What I need is to stat file based on head request, instead of downloading entire file. File is video(can be big), always have same name. Can determine update based on size and update change from head.
Code:
import treq
from scrapy.pipelines.files import FilesPipeline
from scrapy.pipelines.files import FSFilesStore
class FSFilesStoreDBCacheExtended(FSFilesStore):
async def stat_file(self, path, info):
try:
head_resp = await treq.head('https://google.com')
except Exception as e:
print(e) # ConnectError here
raise e
size = int(head_resp.headers['content-length'])
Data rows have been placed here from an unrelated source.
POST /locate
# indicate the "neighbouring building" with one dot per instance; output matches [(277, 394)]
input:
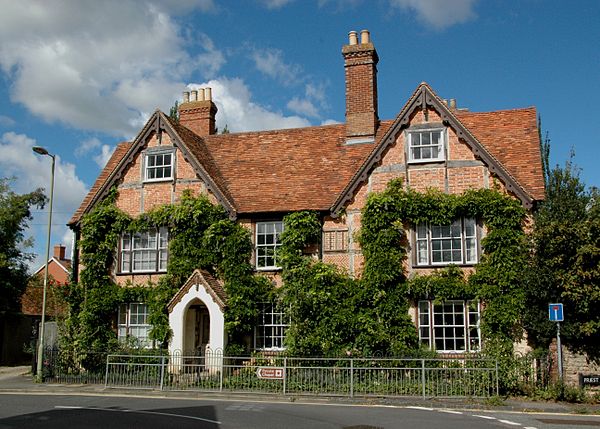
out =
[(258, 177)]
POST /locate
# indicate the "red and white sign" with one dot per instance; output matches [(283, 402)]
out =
[(270, 372)]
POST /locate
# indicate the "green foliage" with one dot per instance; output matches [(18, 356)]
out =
[(15, 214), (565, 263), (334, 314), (174, 112)]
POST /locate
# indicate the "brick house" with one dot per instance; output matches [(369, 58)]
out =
[(59, 273), (258, 177)]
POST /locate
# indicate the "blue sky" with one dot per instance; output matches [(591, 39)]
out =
[(79, 76)]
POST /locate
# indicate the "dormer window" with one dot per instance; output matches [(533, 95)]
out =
[(426, 145), (158, 166)]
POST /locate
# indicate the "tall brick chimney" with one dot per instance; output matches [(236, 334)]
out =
[(197, 112), (360, 63)]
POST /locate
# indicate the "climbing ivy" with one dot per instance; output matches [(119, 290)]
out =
[(200, 236), (334, 313)]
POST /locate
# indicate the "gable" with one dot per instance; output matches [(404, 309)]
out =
[(425, 107), (195, 170), (203, 278)]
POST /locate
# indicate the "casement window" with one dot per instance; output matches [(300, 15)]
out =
[(426, 145), (456, 243), (271, 327), (158, 166), (133, 323), (267, 244), (145, 251), (335, 240), (450, 326)]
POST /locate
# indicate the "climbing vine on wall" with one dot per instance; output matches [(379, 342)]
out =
[(200, 236), (333, 313)]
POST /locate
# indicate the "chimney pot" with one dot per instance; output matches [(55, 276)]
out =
[(59, 252), (352, 38), (365, 37)]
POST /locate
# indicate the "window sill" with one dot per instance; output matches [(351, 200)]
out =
[(465, 265), (268, 269), (426, 161), (137, 273), (168, 179)]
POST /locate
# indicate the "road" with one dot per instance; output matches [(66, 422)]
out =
[(61, 411)]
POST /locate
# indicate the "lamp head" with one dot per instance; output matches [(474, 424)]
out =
[(40, 150)]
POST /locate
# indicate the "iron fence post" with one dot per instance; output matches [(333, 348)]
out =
[(221, 373), (162, 371), (284, 374), (106, 375), (423, 376), (352, 377)]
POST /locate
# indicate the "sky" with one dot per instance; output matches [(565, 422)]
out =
[(79, 76)]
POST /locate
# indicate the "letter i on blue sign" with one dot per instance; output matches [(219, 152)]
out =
[(555, 312)]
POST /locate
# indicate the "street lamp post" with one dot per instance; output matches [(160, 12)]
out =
[(40, 357)]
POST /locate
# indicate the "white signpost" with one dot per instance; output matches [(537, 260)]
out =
[(270, 373), (555, 314)]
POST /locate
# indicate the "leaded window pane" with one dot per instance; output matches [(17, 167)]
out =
[(267, 244)]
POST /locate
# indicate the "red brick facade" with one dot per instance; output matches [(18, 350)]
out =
[(263, 175)]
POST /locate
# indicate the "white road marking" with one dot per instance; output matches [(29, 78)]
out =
[(139, 412), (508, 422)]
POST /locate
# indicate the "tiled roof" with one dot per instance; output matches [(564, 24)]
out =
[(512, 137), (287, 170), (112, 163), (212, 285), (310, 168)]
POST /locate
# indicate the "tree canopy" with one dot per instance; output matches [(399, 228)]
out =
[(565, 263), (15, 213)]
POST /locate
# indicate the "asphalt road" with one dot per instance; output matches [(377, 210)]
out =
[(62, 411)]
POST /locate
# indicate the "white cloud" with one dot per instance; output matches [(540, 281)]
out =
[(33, 171), (271, 63), (240, 113), (100, 66), (87, 146), (102, 158), (303, 107), (211, 61), (275, 4), (439, 13), (5, 121)]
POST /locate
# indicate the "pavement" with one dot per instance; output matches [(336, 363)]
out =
[(19, 380)]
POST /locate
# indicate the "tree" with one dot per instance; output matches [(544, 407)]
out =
[(564, 267), (174, 111), (15, 213)]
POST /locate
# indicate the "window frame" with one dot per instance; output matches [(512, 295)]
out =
[(424, 239), (125, 326), (471, 325), (159, 252), (260, 244), (441, 145), (155, 153), (273, 332)]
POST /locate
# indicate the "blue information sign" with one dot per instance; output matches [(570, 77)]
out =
[(555, 312)]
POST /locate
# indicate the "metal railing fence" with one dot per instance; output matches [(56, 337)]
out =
[(350, 377)]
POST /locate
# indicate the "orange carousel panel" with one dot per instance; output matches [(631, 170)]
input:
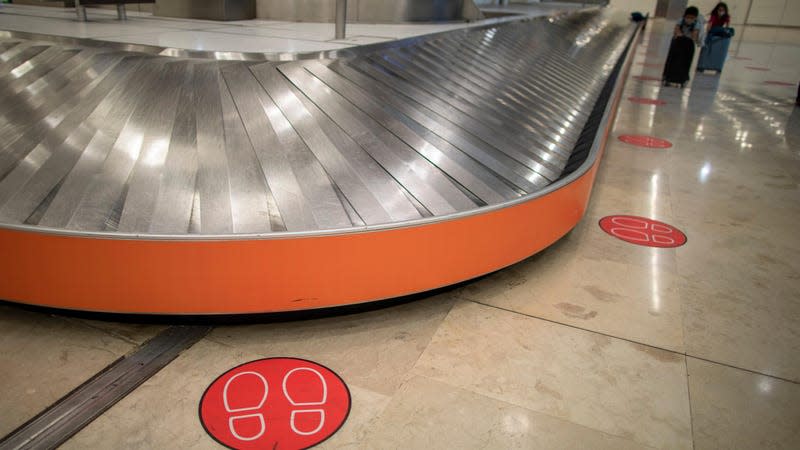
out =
[(271, 275)]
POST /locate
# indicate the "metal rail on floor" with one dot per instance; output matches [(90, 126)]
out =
[(137, 183)]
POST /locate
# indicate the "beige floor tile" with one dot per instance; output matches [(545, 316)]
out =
[(614, 386), (755, 332), (42, 358), (734, 409), (632, 302), (162, 413), (429, 414), (374, 350)]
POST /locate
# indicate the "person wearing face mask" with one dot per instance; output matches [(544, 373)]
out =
[(719, 17), (681, 51), (717, 41)]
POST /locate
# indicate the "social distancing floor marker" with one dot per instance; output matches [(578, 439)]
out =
[(643, 231), (780, 83), (283, 403), (645, 141)]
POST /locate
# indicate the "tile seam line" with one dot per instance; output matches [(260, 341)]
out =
[(688, 355), (689, 396)]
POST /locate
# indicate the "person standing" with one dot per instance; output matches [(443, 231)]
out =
[(719, 17)]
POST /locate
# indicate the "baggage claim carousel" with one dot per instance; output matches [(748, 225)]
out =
[(144, 180)]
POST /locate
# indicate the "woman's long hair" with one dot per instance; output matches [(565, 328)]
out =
[(716, 8)]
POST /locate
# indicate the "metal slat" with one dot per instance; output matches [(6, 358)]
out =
[(213, 183), (472, 176), (399, 203), (294, 208), (143, 182), (476, 127), (365, 205), (49, 93), (173, 209), (249, 191), (517, 174), (100, 205), (313, 180), (32, 179), (419, 176), (95, 139)]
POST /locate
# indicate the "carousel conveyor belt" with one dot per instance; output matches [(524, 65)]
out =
[(138, 181)]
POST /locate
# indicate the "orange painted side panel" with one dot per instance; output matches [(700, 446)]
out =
[(272, 275), (248, 276)]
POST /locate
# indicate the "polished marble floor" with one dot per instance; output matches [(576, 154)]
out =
[(593, 343)]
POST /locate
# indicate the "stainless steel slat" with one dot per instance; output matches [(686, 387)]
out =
[(314, 182), (516, 173), (474, 177), (419, 176), (102, 202), (213, 177), (278, 172), (100, 138), (176, 193), (399, 203), (349, 182), (148, 169), (249, 204), (72, 140)]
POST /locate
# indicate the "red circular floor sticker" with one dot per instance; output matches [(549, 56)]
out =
[(275, 403), (645, 141), (643, 231), (647, 101), (779, 83)]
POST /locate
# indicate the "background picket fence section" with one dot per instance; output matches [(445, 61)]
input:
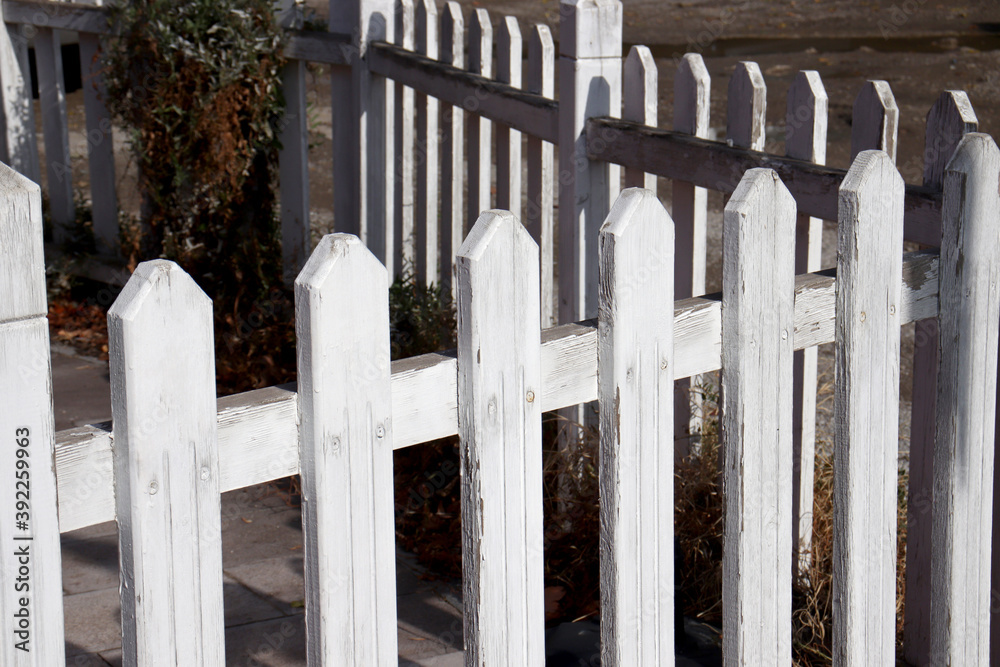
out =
[(381, 133), (176, 445)]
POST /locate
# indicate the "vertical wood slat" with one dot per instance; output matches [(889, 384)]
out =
[(26, 423), (166, 469), (758, 318), (452, 144), (499, 348), (746, 108), (692, 90), (342, 328), (18, 141), (590, 71), (966, 406), (403, 181), (480, 155), (805, 139), (428, 108), (55, 128), (540, 213), (509, 51), (363, 130), (875, 120), (635, 375), (639, 104), (293, 172), (100, 148), (866, 409), (949, 119)]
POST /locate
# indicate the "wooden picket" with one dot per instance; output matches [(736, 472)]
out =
[(167, 500), (635, 370), (499, 387), (758, 313), (805, 139), (866, 409)]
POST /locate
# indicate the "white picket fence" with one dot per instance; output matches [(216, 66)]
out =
[(176, 448), (411, 82)]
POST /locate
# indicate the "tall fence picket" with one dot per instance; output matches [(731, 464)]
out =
[(452, 143), (345, 454), (403, 177), (539, 216), (875, 120), (509, 54), (480, 141), (426, 215), (166, 464), (966, 406), (499, 390), (866, 408), (640, 104), (18, 141), (805, 139), (758, 308), (31, 603), (55, 129), (949, 119), (692, 91), (635, 375), (293, 172), (100, 147)]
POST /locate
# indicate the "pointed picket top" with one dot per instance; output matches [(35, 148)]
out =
[(481, 43), (692, 92), (951, 118), (453, 35), (866, 409), (590, 28), (22, 256), (966, 406), (747, 107), (875, 120), (426, 18), (806, 118), (163, 405)]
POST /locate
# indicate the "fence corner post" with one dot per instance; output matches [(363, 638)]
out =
[(26, 425)]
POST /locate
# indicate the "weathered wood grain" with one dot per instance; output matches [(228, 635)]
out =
[(166, 469), (635, 375), (758, 314), (509, 49), (428, 137), (639, 104), (805, 139), (55, 129), (31, 602), (875, 120), (715, 165), (540, 213), (452, 148), (499, 390), (479, 147), (345, 453), (961, 596), (866, 409), (948, 120)]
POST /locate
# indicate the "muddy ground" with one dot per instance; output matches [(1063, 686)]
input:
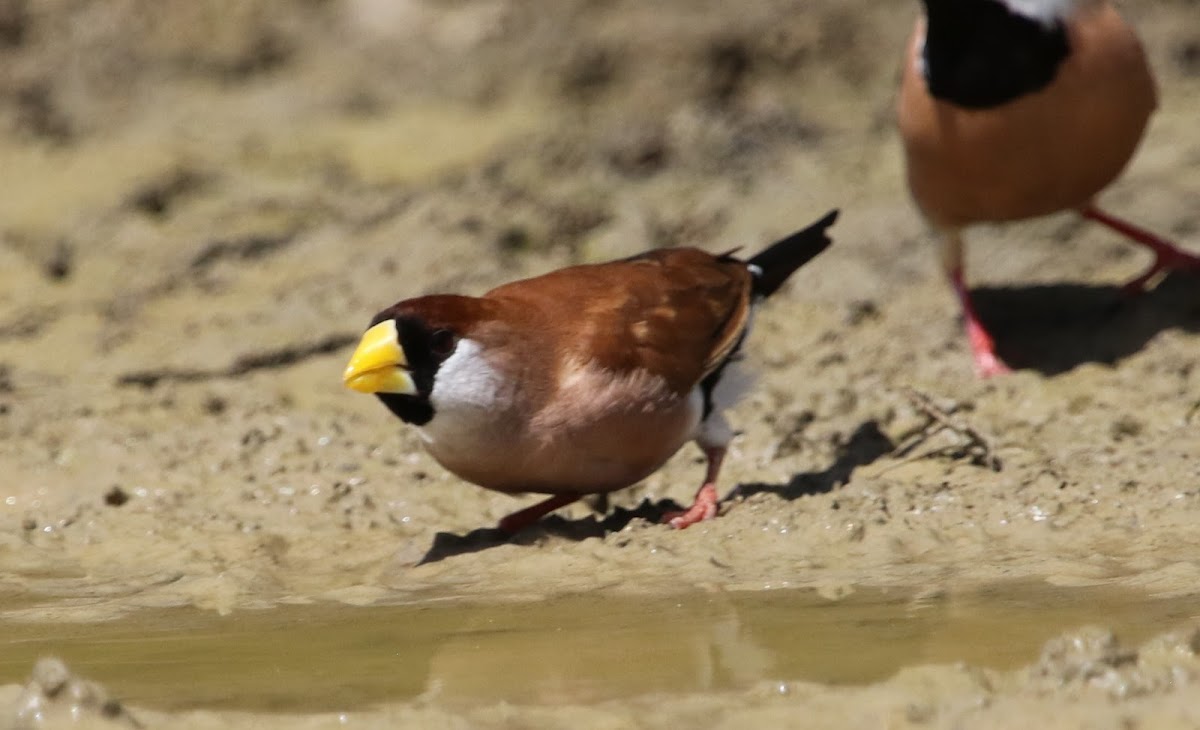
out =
[(203, 203)]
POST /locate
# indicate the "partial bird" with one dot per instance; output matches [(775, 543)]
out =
[(1012, 109), (582, 381)]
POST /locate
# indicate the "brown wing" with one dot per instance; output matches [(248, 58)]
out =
[(676, 313)]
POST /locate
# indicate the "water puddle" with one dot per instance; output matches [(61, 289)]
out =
[(567, 650)]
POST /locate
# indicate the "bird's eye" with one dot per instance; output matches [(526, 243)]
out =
[(442, 342)]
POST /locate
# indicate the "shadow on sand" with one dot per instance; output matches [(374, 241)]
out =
[(863, 447), (1054, 328)]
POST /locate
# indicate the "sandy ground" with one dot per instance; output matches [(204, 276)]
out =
[(203, 203)]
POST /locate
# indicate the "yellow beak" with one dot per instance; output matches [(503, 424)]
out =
[(378, 364)]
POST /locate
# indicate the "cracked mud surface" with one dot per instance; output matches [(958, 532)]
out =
[(202, 208)]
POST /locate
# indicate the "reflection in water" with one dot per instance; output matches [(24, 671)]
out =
[(579, 648)]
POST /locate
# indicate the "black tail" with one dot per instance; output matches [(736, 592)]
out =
[(781, 258)]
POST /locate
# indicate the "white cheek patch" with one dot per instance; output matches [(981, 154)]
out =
[(466, 393), (1045, 12)]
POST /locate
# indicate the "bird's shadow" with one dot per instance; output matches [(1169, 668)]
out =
[(863, 447), (1054, 328), (867, 444)]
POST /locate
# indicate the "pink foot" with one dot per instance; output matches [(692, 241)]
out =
[(702, 508), (983, 347), (520, 520), (1168, 257)]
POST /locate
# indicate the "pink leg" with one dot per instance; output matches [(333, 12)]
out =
[(982, 346), (703, 507), (1167, 256), (988, 363), (527, 516)]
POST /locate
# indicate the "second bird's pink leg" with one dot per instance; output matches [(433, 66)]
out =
[(983, 347), (527, 516), (1168, 257)]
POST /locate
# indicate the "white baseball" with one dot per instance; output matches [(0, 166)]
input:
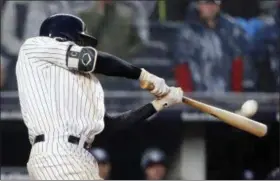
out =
[(249, 108)]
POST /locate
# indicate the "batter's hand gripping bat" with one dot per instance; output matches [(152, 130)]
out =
[(235, 120)]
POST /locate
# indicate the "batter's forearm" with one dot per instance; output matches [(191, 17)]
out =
[(122, 120), (111, 65)]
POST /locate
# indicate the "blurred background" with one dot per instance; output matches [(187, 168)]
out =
[(222, 53)]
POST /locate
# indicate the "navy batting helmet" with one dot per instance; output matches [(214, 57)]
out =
[(69, 27)]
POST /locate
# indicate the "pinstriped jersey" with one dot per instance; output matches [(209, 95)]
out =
[(53, 98)]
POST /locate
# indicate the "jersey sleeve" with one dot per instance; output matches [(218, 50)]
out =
[(64, 54)]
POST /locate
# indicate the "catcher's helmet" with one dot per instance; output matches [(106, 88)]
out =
[(153, 156), (68, 27)]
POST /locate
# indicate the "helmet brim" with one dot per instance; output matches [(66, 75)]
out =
[(88, 40)]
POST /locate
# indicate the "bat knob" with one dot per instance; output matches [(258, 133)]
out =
[(147, 85)]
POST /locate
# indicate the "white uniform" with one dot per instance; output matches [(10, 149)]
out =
[(58, 102)]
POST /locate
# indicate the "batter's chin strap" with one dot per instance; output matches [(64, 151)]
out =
[(81, 58)]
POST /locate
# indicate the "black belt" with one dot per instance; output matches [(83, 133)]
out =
[(71, 139)]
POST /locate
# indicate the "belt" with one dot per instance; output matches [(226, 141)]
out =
[(71, 139)]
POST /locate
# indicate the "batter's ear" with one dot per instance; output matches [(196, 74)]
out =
[(88, 40), (81, 58)]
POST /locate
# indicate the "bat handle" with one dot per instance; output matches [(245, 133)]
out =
[(147, 85)]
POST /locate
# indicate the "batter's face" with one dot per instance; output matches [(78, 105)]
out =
[(104, 170), (155, 172), (208, 10)]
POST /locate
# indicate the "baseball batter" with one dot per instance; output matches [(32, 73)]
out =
[(62, 101)]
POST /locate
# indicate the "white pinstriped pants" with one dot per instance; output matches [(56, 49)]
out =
[(57, 159)]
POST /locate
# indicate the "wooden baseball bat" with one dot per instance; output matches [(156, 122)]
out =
[(235, 120)]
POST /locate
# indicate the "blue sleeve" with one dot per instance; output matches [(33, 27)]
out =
[(184, 48)]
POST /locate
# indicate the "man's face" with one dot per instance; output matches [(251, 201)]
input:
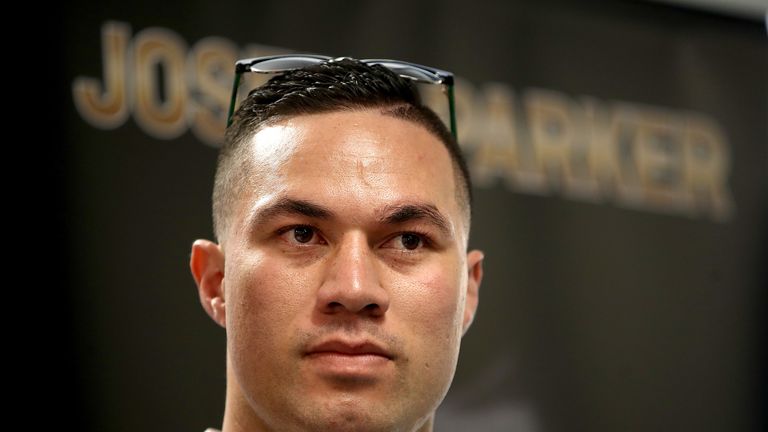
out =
[(346, 286)]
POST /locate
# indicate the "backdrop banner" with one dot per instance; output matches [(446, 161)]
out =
[(620, 159)]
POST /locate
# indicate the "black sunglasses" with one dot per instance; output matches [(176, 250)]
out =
[(283, 63)]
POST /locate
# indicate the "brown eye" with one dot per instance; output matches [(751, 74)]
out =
[(410, 241), (303, 234)]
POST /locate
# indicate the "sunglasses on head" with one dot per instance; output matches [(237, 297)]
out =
[(283, 63)]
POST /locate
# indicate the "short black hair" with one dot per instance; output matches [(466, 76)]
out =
[(338, 85)]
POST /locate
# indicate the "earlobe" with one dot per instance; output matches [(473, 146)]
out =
[(474, 277), (207, 265)]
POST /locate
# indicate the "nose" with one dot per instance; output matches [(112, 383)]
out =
[(352, 284)]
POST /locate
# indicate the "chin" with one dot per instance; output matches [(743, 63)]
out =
[(350, 414)]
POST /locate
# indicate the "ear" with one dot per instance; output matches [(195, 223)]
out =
[(207, 265), (475, 276)]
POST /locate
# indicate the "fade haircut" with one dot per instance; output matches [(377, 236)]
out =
[(339, 85)]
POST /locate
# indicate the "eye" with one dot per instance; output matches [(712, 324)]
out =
[(407, 241), (300, 234), (410, 241), (303, 234)]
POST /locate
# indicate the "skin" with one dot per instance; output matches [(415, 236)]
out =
[(351, 235)]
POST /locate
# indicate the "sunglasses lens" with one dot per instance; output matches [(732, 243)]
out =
[(409, 71), (282, 64)]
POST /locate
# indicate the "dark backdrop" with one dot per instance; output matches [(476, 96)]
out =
[(601, 310)]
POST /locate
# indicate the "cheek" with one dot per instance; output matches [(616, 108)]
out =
[(263, 298), (433, 304)]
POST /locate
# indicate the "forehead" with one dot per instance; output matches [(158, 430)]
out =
[(352, 158)]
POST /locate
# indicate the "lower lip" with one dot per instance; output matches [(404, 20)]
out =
[(348, 365)]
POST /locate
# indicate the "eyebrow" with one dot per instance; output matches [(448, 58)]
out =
[(388, 215), (290, 207), (402, 213)]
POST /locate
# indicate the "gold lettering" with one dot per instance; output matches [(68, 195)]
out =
[(494, 136), (707, 165), (658, 151), (105, 105), (212, 64), (160, 97)]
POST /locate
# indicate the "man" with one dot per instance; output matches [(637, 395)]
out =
[(341, 275)]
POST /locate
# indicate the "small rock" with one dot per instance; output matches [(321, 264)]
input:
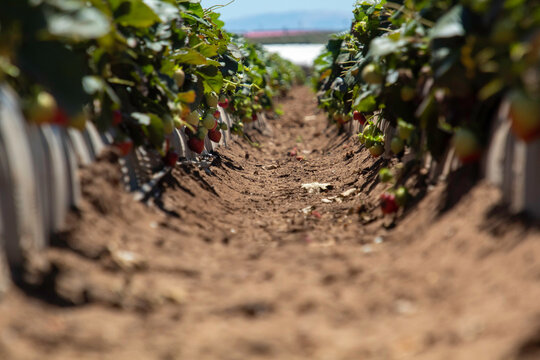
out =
[(316, 187), (348, 192), (127, 260)]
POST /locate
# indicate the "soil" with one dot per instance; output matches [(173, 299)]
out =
[(238, 261)]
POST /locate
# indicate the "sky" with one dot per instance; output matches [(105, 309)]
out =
[(241, 8)]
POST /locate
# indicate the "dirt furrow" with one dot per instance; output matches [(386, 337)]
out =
[(241, 262)]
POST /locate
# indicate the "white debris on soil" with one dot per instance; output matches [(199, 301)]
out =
[(316, 187)]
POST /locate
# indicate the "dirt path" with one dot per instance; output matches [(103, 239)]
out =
[(240, 262)]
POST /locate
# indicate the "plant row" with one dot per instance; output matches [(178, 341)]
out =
[(437, 71), (137, 68)]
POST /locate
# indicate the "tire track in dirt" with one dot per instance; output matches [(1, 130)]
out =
[(242, 273)]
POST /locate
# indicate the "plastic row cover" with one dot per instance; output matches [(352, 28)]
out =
[(38, 182)]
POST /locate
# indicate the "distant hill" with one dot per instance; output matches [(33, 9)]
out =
[(299, 20)]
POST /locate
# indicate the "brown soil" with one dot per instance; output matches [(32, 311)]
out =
[(224, 264)]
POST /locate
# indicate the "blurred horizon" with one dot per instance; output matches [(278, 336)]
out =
[(316, 15)]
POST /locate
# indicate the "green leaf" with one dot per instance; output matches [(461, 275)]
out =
[(167, 11), (134, 13), (191, 57), (450, 25), (383, 46), (84, 24)]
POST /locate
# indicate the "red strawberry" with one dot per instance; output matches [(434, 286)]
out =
[(224, 103), (524, 115), (189, 132), (125, 147), (214, 135), (170, 158), (117, 117), (60, 118), (358, 116), (389, 204), (196, 145)]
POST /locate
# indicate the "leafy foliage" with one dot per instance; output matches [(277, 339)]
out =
[(432, 66), (150, 60)]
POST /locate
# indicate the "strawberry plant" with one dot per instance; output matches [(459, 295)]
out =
[(136, 68), (432, 68)]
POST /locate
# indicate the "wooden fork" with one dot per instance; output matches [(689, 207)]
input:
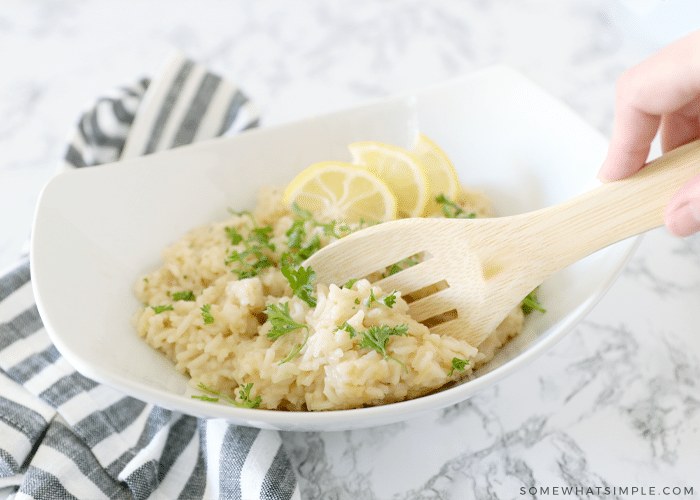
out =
[(491, 264)]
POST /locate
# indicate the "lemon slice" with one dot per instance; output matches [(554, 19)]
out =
[(402, 171), (441, 174), (338, 191)]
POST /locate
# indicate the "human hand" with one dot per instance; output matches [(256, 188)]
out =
[(660, 94)]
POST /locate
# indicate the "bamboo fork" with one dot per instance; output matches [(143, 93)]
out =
[(490, 265)]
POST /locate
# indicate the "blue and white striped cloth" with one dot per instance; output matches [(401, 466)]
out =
[(64, 436)]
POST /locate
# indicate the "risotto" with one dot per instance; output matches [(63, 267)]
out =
[(232, 309)]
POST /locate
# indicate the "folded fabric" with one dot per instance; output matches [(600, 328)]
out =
[(63, 435)]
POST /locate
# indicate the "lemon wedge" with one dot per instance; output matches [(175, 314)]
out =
[(441, 173), (338, 191), (401, 170)]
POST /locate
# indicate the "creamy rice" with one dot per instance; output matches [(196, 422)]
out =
[(213, 326)]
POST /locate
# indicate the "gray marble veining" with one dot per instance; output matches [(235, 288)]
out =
[(616, 404)]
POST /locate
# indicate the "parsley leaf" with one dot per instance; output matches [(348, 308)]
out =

mod_timestamp = head_resp.headers['last-modified']
# ... do some stuff
return super().stat_file(path, info)
class ImageDownload(FilesPipeline):
def __init__(self, store_uri, download_func=None, settings=None):
self.STORE_SCHEMES[''] = FSFilesStoreDBCacheExtended
self.STORE_SCHEMES['file'] = FSFilesStoreDBCacheExtended
super().__init__(store_uri, download_func, settings)
treq fails with error:
[<twisted.python.failure.Failure twisted.internet.error.ConnectionLost: Connection to the other side was lost in a non-clean fashion: Connection lost.>]
Most probably async is not allowed here.
There is this answer, but there is no access to crawler and spider and it looks very hacky: don't want media process logic to be in spider.
Question: how to make non blocking HTTP call from stat_file method with treq or any other lib or by scrapy tool?